Normally I don't feel the urge to write because I 1) havent done it seriously in a while, and 2) because I feel that conversation, for me, is a better way of formulating an idea or a system of ideas. The writing I do is somewhat loose and may in the end be better structured as short blurbs rather than long essays.

My favorite part about high school was not caring, not giving a fuck, because I guess I felt that if it was mandated that I be there, I was going to do whatever I could to go around the prescribed way of doing things and get the knowledge that I needed on my own, whether that meant doing my own reading, talking with friends, or paying attention in class. In college I feel much less free not to care as my attendance is not mandatory, and actually subsidized, in a larger way than property taxes, by my parents. I could very well drop out of school. I could very well go to classes and not pay for them, if the goal was indeed furthering my education. As a friend of mine said, none of the Marxist teachers here who would kick me out for not paying, if they were worth their salt. I am enrolled in school to get a degree. Nothing more or less. That is what those many thousand dollars are paying for. My parents are not paying for me to learn. They are paying for an education at a college specificly structured so that people like me can get diplomas. My father's favorite defense of the general Liberal Arts BA is that most people who get a degree don't usually end up using it in their job. READ: Peter is still employable.

What if I don't want to be employable?

What if I don't want to go to school to serve that end?
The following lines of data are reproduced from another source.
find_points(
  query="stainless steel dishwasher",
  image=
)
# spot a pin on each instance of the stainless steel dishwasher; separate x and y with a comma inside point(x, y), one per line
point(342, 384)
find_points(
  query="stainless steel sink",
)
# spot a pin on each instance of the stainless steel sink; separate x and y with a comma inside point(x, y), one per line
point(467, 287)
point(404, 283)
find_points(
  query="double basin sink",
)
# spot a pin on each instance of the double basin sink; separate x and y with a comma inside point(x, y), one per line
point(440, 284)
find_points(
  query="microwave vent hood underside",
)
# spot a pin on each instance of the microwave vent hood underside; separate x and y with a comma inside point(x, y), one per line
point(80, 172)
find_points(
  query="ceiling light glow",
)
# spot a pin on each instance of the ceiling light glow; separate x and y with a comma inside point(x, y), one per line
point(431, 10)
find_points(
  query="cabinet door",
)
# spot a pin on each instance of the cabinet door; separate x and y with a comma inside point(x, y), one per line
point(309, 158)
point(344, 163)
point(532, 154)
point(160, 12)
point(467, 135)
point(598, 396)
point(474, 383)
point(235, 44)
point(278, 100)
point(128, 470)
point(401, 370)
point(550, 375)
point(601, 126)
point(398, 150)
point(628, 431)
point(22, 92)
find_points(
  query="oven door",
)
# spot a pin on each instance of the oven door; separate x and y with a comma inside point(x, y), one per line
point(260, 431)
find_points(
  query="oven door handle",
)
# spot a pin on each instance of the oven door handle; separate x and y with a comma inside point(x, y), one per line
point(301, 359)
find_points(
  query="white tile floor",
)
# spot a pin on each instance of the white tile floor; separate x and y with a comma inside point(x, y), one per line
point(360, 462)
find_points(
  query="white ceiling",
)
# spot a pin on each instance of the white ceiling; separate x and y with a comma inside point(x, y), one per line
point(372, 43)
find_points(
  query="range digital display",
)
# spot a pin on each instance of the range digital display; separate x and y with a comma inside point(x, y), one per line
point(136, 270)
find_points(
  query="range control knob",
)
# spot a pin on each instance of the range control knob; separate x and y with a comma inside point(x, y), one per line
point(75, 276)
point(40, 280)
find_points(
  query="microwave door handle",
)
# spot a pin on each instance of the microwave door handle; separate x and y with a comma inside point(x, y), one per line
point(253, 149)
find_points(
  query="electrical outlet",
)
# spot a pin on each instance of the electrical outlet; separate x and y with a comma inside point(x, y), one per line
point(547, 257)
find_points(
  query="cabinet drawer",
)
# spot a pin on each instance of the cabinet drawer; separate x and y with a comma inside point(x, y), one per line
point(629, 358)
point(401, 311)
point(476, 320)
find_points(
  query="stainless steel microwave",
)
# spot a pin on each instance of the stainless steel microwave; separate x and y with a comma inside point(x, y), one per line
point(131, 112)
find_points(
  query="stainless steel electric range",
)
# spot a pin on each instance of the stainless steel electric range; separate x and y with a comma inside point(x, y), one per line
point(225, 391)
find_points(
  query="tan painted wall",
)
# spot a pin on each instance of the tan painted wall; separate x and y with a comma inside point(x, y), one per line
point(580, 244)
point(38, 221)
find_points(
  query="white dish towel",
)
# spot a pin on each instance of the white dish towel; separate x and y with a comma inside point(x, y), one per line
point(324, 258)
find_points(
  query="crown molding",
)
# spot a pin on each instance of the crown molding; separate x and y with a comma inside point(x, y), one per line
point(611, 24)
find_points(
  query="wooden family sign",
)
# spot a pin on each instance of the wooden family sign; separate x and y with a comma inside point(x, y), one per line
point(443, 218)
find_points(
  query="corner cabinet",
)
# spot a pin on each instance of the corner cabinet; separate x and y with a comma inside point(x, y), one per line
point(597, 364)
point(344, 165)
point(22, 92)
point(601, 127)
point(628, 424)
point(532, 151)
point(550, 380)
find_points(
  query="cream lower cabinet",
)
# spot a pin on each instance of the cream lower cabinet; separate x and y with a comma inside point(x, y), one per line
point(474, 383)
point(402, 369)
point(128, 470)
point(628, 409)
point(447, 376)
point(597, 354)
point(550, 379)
Even Evergreen, a semi "radical" institution serves that end. They certify that you are able to teach, be a manager of a nonprofit, work for the state. Evergreen is still the state. Evergreen is a very profitable state run institution. Maybe not as profitable as the UW football team. Evergreen maintains the state function by providing those that will work for it or alongside it. (whether the State itself is Hot or Not, I'm still not sure) But as far as it maintains the running of the service and industrial economy of global capitalism, it is successful. I'm not sure, but I bet that the University of Oregon down in Eugene produces more college attendees that actually blow shit up.

Yes, a college diploma will make me and my ideas more legit, but it does so at the cost of making the ideas and projects of those without that much more illegit. Do I really want to serve that end? To what extent does my being happy at college, with the setting, friends, and the shit that I'm learning about, make me all the more impotent or self satisfied, or passive to recieving information about bad shit through/about the state-corporate rubric? I'm still convinced that killing someone good or blowing someone up or leading global revolution against capitalism would offer more direction to my life than sitting through college.


Alas, I just hope that someday I can sit back and say, "Oh in my idealistic youth, I was depressed about everything, that was until I learned to ignore most everything that was formerly emotionally crippling. Now I contribute just enough to keep those feelings at bay, while I sit here fat and happy in my teaching job with my masters in whatever the fuck, stay in school."